Minimally Invasive Posterior Thoracic Fusion
Minimally invasive posterior thoracic fusion is performed in both the lumbar (lower back) and in the region of the spine located just above the lumbar, called the thoracic spine. The procedure is used to treat spinal injuries or deformities, spinal tumors, and infection. Open surgeries in the thoracic spine are difficult and can cause surgery-related complications, thus minimally invasive approaches are preferred when it is possible to use them. The posterior thoracic approach uses an incision in the middle of the back, and requires x-ray imaging and monitoring to help place instruments in their proper positions. The muscles in this area of the back are also bulkier than in the lower spine and must be held aside with retractors. This procedure can take 3 hours or longer to perform, depending on the complexity of the spinal disorder.

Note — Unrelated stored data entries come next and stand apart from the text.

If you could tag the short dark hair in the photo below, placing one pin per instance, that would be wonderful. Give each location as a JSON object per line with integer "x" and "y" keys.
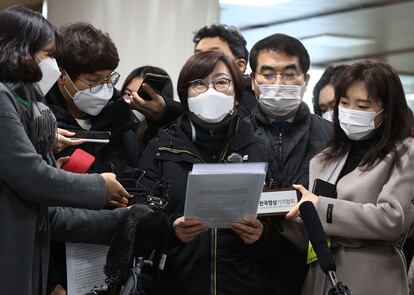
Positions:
{"x": 284, "y": 43}
{"x": 86, "y": 50}
{"x": 230, "y": 35}
{"x": 23, "y": 32}
{"x": 167, "y": 92}
{"x": 199, "y": 66}
{"x": 328, "y": 77}
{"x": 384, "y": 86}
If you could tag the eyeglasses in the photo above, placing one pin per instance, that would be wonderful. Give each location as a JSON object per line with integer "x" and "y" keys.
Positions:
{"x": 271, "y": 78}
{"x": 200, "y": 86}
{"x": 111, "y": 81}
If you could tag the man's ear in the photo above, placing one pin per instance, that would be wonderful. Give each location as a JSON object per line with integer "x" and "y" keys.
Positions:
{"x": 305, "y": 87}
{"x": 241, "y": 63}
{"x": 307, "y": 77}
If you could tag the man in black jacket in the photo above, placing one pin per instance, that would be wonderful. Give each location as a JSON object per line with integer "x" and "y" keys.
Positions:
{"x": 85, "y": 98}
{"x": 279, "y": 78}
{"x": 231, "y": 42}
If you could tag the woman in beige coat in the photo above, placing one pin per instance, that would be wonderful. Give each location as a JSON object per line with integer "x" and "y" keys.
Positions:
{"x": 371, "y": 162}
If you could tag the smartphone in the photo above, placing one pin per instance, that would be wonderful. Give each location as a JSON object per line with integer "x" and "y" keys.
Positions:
{"x": 79, "y": 162}
{"x": 92, "y": 136}
{"x": 157, "y": 82}
{"x": 324, "y": 188}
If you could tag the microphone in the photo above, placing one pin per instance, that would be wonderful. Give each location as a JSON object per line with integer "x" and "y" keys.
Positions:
{"x": 234, "y": 158}
{"x": 317, "y": 237}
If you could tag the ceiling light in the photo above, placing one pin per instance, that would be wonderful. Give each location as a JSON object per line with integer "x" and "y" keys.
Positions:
{"x": 261, "y": 3}
{"x": 330, "y": 40}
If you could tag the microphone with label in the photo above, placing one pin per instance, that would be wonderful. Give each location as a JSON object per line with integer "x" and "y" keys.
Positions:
{"x": 317, "y": 237}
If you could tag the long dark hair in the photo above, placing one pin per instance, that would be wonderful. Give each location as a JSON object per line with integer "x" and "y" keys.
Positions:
{"x": 383, "y": 86}
{"x": 23, "y": 32}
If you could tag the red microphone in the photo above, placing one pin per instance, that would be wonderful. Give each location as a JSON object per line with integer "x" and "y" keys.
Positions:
{"x": 79, "y": 162}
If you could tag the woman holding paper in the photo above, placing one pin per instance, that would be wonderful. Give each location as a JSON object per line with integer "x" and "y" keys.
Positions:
{"x": 30, "y": 184}
{"x": 202, "y": 260}
{"x": 370, "y": 161}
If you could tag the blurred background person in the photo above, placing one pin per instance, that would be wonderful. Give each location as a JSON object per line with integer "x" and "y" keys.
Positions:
{"x": 230, "y": 41}
{"x": 131, "y": 85}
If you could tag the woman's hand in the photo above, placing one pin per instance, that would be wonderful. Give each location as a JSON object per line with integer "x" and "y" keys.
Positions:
{"x": 187, "y": 230}
{"x": 61, "y": 161}
{"x": 306, "y": 196}
{"x": 153, "y": 109}
{"x": 249, "y": 231}
{"x": 63, "y": 140}
{"x": 116, "y": 195}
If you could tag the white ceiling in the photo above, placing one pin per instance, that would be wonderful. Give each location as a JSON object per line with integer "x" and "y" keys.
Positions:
{"x": 389, "y": 23}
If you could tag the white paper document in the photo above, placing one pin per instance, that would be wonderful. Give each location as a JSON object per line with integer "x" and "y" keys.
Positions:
{"x": 85, "y": 267}
{"x": 219, "y": 194}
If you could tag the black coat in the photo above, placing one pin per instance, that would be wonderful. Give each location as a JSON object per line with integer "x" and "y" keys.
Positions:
{"x": 291, "y": 149}
{"x": 249, "y": 100}
{"x": 189, "y": 267}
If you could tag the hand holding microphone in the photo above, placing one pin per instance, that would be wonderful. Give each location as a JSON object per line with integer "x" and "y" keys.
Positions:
{"x": 306, "y": 196}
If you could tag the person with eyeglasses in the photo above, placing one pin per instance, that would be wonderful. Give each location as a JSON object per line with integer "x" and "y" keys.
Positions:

Scoliosis and Kyphosis Surgery
Scoliosis is the condition of lateral, or side-to-side, spinal curves. On an X-ray, the spine of a scoliosis patient looks more like an "S" or a "C" than a straight line. A normal spine curves gently backward (kyphosis) in the upper back and gently inward in the lower back (lordosis). Some of the bones in a scoliotic spine may also be slightly rotated, causing a difference in the person's shoulder height when standing, a prominence in one part of the back of the chest (thorax) or a prominence in the lower back when standing or bent over. The degree of scoliosis may range from mild to severe.
Recent advances in surgery have allowed surgeons to use minimally invasive techniques to perform scoliosis surgery. Video-assisted thoracoscopic surgery (VATS), involves the use of a thoracoscope in combination with a tiny video camera. The camera is introduced into the body though small incisions of 1 to 4 inches or less and enables the surgeon to perform spinal fusion from the front of the spine. VATS results in less blood loss than traditional scoliosis surgery, which uses a 6- to 8-inch incision, less postoperative discomfort and less scarring.